Tab Jones! QUEM É ESSE TAB JONES? Que me importa esse Tab Jones? Tab Jones é um idiota! Estou ganhando cinco mil paus, e que é que a gente faz? Vai ver Tab Jones! Quem é esse Tab Jones? Não conheço nenhum Tab Jones. Meu irmão não se chama Tab Jones! Nem mesmo minha mãe! Esse Tab Jones é um idiota!
Aí – disse Jon – nós voltamos pra roleta.
É – disse François –, estou ganhando cinco mil dólares e vimos o dildo morto cantar. Quebrou minha concentração. Quem é esse Tab Jones? Já vi caras melhores catando cocô de gaivota! Onde estou? A roda gira, mas é uma estranha! Pareço um bebê jogado num barril de tarântulas! Que significam esses números? Que significam essas cores? A bolinha branca salta e se crava em meu coração, comendo de dentro pra fora. Não tenho chance. Minha concentração se quebrou! Dildos desfilam, com idiotas pedindo bis! Estou tonto! Mergulho de cabeça com um monte de fichas. Já vejo minha caveira no horrível caixão. Quem é esse Tab Jones? Perco. Não sei onde estou. Uma vez que se quebra a concentração, assim que a gente começa a cair, não tem mais retorno. Sabendo que não tinha chance, joguei todas as fichas. Fiz todas as jogadas erradas, como se o inimigo tivesse tomado meu corpo e minha mente. E por quê? POR QUE TÍNHAMOS IDO VER TAB JONES? Eu pergunto a vocês: QUEM É ESSA PORRA DESSE TAB JONES?

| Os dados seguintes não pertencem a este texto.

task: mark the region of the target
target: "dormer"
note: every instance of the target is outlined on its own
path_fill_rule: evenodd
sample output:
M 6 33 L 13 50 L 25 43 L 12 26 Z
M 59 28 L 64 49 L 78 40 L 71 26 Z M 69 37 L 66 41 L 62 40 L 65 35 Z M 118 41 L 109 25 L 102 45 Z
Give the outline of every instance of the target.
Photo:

François acabara, exausto. O charuto caiu da boca. Sarah pegou-o e o pôs num cinzeiro. François pegou imediatamente um novo no bolso da camisa, retirou-o do tubo prateado, lambeu e aparou, rolou, enfiou na boca, refez-se e acendeu-o com um belo floreio. Estendeu a mão para a garrafa, serviu a todos, empertigou-se e sorriu.

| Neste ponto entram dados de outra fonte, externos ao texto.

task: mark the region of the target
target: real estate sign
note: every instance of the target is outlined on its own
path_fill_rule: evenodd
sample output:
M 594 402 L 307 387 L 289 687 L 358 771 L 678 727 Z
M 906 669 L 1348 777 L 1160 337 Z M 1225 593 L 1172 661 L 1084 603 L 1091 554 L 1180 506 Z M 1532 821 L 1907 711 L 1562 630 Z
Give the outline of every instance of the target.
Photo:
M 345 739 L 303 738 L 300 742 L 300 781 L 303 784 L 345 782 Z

Merda, eu provavelmente teria perdido de qualquer jeito. Um jogador que não tem uma desculpa não pode continuar sendo um jogador.

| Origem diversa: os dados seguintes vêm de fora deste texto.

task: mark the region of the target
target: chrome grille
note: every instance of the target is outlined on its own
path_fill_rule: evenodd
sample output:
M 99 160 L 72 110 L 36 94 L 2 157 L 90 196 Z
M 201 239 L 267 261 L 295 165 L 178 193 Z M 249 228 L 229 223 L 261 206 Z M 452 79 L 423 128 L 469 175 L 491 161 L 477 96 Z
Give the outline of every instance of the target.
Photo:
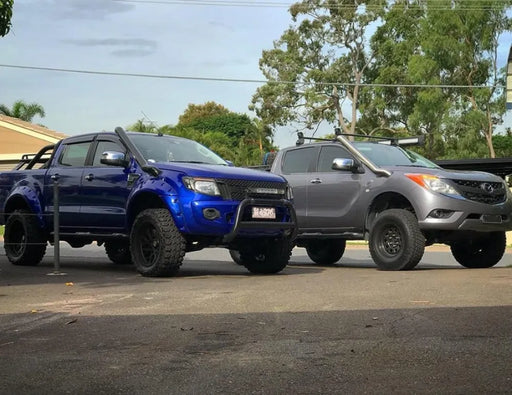
M 507 193 L 502 182 L 452 180 L 457 191 L 468 200 L 485 204 L 505 201 Z
M 224 199 L 243 200 L 247 197 L 260 199 L 284 199 L 286 182 L 235 180 L 230 178 L 217 178 L 217 185 Z M 280 190 L 283 193 L 262 193 L 258 189 Z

Você fala como um escritor – eu disse.
Se eu soubesse escrever como um, escreveria esse argumento pra você.
Muito obrigado.
Quanto ele está te pagando?
Eu fiz um movimento no ar com a mão: resposta nebulosa.
Eu escrevo pra você e a gente racha no meio, certo?
Legal.
Não – disse Jon –, eu vou ver a diferença.
Tudo bem, então – disse François –, Tab Jones escreve com o dildo.
Todos concordamos com isso, erguemos nossos copos num brinde. Era o início de uma boa noite.